Другие вэттеры тоже вытащили оружие, совсем не похожее на «джагский» топор — чудные грубые мачете, с виду — сплошная режущая поверхность, никаких рукоятей. Обоюдоострый тесак с овальным отверстием для пальцев на одном конце. Судя по виду, оружие было изготовлено с необычайным мастерством, причем не из металла, а из кости — а именно, наточенных лопаток йордисков, заклятых врагов вэттеров.
Встреча постепенно приобретала вид военного совета, и Гэпу это совсем не нравилось. Он присутствовал на многих собраниях в Винтус-холле и знал, как долго они могут тянуться. Он даже пожалел про себя, что не попросил добавки — подкрепился бы тушеным вэттером.
Вообще-то, если Гэпу все-таки, самую малость, что и нравилось, — так это нежданное ощущение собственной важности. До сих пор роль оруженосца на военных советах сводилась к «подай-принеси». Теперь же его выслушают — и, возможно, даже прислушаются.
Однако как бы с ним ни считались, нельзя позволять ни во что себя втягивать, нужно спешить домой.
— Зилва, скажи ему, что нам пора, — торопливо прошептал юноша на ухо товарищу. — Не хватало ещё тут застрять.
Мафусаил, явно не разделявший его опасений, лишь кивнул в ответ.
— Энглариэль, — не дожидаясь начала заседания, обратился он к сайнену и принялся что-то ему говорить на полгском диалекте. Гэп не понял ни слова.
— Я просто объясняю, что мы оба с безграничной признательностью благодарим вождя за гостеприимство, — чуть позже сказал наёмник, — и что наше пребывание здесь было верхом блаженства, но завтра утром мы отправляемся в Умерт.

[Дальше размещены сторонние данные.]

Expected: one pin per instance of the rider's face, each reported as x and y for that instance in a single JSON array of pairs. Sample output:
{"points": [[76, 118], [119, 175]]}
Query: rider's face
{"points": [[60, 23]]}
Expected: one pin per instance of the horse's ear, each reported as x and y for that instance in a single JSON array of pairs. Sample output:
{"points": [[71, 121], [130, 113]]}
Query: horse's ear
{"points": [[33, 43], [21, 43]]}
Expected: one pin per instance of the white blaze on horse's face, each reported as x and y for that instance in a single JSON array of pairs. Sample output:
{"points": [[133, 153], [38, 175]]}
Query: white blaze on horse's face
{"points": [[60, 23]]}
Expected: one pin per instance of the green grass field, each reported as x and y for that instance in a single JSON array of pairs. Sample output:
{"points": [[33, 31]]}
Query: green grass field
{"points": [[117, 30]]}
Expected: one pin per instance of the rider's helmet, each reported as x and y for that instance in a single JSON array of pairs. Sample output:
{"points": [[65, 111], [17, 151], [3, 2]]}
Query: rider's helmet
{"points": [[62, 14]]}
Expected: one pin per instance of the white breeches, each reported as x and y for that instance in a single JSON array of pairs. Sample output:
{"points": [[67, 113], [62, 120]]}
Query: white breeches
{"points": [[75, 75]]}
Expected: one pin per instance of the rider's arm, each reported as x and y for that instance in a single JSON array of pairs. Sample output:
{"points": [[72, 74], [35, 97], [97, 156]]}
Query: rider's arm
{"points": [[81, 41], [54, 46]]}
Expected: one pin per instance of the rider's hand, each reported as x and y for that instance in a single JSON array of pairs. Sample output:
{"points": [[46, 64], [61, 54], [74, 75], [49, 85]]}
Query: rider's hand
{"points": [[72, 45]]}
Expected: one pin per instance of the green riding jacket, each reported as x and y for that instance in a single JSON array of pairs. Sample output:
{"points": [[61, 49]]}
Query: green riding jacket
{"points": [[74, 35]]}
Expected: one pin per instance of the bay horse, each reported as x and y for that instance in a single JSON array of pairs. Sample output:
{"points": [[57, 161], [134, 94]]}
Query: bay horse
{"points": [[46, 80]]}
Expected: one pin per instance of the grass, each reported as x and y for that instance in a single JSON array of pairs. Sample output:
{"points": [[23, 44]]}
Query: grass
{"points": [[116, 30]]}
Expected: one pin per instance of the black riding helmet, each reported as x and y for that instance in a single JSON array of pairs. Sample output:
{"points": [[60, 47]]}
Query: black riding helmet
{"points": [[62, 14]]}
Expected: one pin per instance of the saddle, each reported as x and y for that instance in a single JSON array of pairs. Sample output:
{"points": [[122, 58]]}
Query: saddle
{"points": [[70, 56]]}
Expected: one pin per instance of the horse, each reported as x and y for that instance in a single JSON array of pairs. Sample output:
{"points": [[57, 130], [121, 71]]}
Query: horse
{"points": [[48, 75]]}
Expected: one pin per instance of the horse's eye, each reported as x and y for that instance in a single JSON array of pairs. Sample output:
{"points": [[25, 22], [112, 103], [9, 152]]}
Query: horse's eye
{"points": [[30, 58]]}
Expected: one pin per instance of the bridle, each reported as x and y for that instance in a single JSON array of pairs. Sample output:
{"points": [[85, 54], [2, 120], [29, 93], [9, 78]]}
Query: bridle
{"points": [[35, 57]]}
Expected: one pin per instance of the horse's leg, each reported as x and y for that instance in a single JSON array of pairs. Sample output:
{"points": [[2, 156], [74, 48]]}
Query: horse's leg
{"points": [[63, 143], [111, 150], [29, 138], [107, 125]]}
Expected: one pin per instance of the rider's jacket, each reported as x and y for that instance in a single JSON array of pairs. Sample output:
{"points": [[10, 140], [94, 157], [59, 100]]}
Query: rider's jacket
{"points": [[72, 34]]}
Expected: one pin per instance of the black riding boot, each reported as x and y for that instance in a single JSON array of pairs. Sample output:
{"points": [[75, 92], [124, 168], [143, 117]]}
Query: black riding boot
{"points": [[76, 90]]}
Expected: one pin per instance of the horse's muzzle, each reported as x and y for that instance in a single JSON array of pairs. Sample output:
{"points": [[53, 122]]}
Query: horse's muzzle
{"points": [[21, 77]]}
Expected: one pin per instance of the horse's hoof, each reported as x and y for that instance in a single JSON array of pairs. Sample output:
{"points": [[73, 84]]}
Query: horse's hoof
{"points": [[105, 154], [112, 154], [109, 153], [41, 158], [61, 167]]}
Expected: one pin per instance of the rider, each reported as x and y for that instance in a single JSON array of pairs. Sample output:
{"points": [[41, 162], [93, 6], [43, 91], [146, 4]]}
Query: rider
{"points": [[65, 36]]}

«Умерт! Ты ничего не путаешь? Я в Умерт не собираюсь!»
Гэп бросил взгляд на вэттеров, стараясь понять их реакцию. Все шло наперекосяк. Как ни странно, Энглариэль, судя по его ответу, был вполне удовлетворен услышанным.
— Что он сказал? — спросил Гэп. Улыбка тронула губы наёмника.
— Он говорит, что все обдумал и хочет пойти с нами.
— А-а.
* * *
Совет проходил тяжело. Из-за того, что Мафусаил переводил все, что говорил Энглариэль, Энглариэль — слова своих военачальников, а четверо вэттеров говорили одновременно, пытаясь друг друга перекричать, особого понимания не наблюдалось. К тому же Гэп (досадуя на себя и не понимая, как мог хоть на миг поверить в иной исход) осознал, что его все равно никто не слушает. И верно, Мафусаил, видимо, не стал утруждаться переводом слов оруженосца. Поскольку все пререкались между собой, ничего толком решить не могли.